Uma série que conseguiu ao mesmo tempo mostrar a força no senso de comunidade das minorias e criticar a elitização e sentimentos de superioridade presentes na causa LGBT+ foi Pose. Produzida por Ryan Murphy, mas felizmente escrita por outras pessoas, Pose não apenas tem o MAIOR FUCKING CASTING de pessoas trans da história da TV norte-americana como conta a história do auge dos ballrooms – competições em que membros da comunidade disputavam troféus pela primeira colocação dentro de categorias específicas na Nova York do final dos anos 80.

Por mais extensa que seja a sua bolha de empatia em relações sociais, esse não parece um tema a render uma temporada inteira, e foi até apontado por alguns jornalistas (antes da estreia) como um sistema de produção de TV que não poderia se sustentar por muitos episódios, já que se imaginou que mostraria as competições por “melhor voguing”, “mais bem vestido da noite” e etc.

Pose, entretanto, é muito mais que isso: à medida em que passam os episódios fica mais claro para quem assiste que o palco dos ballrooms é um espaço de protagonismo e pertencimento. Personagens que na sociedade são renegados à margem da existência: mulheres trans empurradas a prostituição, latinos que por falta de educação formal se voltam ao tráfico de drogas, mulheres negras enxergadas unicamente como objetos sexuais... Todos eles encontram nos bailes a chance de ganhar troféus por exibirem autenticidade entre seus pares.

Apesar de todos dramas e competição, os ballrooms eram espaços em que existe celebração em se viver do modo mais honesto com seu eu como se pode. Uma bolha de segurança e aceitação que só em gerações mais recentes ganha corpo e substância, que se externaliza aos ambientes ESTRITAMENTE LGBT friendly. Enquanto celebra a diferença e sobrevivência em uma sociedade homofóbica e sanitarista durante o auge da epidemia de HIV, Pose ainda encontra tempo para mostrar o sentimento de superioridade de casta corrente em alguns homens gays brancos quando se veem em frente de gays negros efeminados ou mulheres trans. Lições para se prestar atenção.
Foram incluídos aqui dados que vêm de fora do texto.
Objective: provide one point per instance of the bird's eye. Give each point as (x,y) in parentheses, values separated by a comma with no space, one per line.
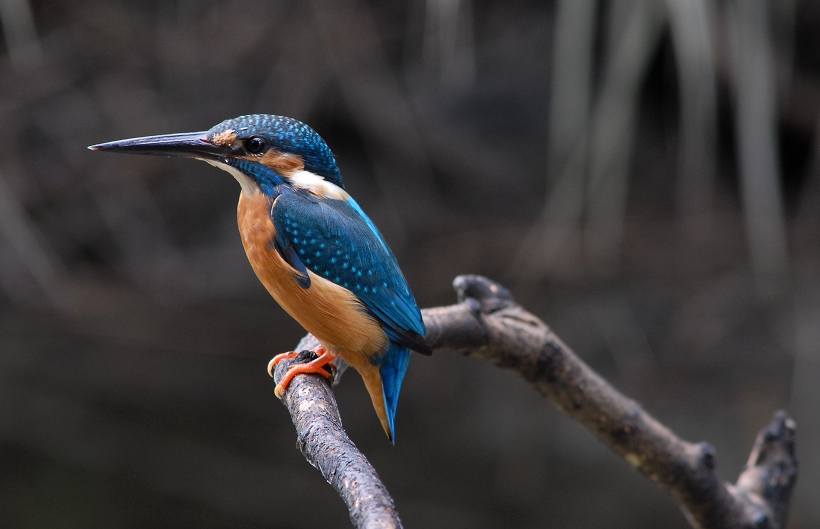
(255,144)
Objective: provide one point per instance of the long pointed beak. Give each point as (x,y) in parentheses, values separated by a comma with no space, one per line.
(186,144)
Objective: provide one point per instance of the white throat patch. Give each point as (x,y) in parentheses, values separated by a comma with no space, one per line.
(316,185)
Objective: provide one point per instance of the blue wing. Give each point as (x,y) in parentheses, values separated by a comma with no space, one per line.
(334,239)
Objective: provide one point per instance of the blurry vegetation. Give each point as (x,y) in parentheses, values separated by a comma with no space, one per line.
(643,174)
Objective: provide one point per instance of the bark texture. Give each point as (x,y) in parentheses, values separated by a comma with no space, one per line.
(489,325)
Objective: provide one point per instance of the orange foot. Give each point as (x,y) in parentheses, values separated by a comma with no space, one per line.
(316,366)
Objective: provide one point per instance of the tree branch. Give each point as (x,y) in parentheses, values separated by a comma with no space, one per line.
(489,325)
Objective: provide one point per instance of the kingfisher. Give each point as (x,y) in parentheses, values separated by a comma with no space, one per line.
(312,247)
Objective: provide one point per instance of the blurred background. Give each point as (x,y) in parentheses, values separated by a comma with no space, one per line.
(644,175)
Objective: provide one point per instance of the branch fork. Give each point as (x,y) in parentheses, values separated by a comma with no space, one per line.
(487,324)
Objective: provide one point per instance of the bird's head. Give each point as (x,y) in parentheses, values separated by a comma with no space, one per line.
(261,151)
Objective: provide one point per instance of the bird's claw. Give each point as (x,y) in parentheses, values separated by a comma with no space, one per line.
(278,358)
(318,366)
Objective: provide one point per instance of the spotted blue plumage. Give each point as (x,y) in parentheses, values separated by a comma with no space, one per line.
(335,240)
(286,135)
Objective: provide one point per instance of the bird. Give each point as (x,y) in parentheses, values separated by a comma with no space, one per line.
(313,248)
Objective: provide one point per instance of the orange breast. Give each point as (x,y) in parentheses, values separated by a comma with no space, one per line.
(328,311)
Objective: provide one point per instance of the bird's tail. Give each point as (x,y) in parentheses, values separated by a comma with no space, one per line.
(383,382)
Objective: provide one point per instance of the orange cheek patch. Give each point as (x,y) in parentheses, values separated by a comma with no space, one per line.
(282,163)
(224,138)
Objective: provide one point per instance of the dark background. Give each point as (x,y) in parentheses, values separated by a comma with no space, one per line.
(643,175)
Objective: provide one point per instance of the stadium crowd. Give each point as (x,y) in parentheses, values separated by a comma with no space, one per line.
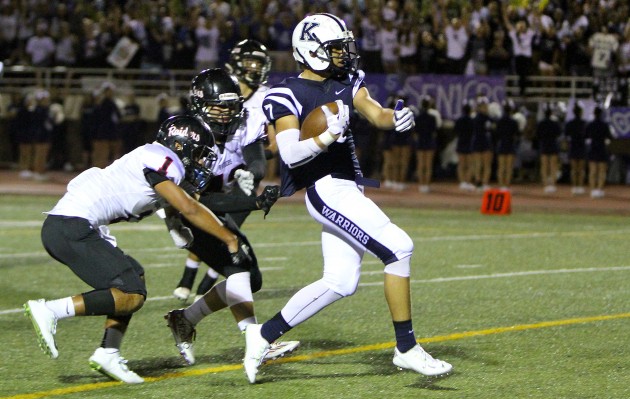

RuPaul’s Drag Race, um reality FUNDAMENTADO na ideia de aceitação de minorias, não pode escolher QUAIS dessas minorias são bem vistas na produção

Para se formar uma família, é necessário aceitar as diferenças nas personalidades que formam esse grupo social. Enquanto Pose mostra como pessoas muito diferentes e que se desentendem o tempo todo conseguem enxergar a NECESSIDADE de apoio entre elas em detrimento da rejeição do mundo externo, RuPaul’s Drag Race vai se tornando uma ilha de aceitação para quem atende a alguns preceitos raciais.

Como diria George Orwell: “somos todos iguais, mas alguns são mais iguais que outros”.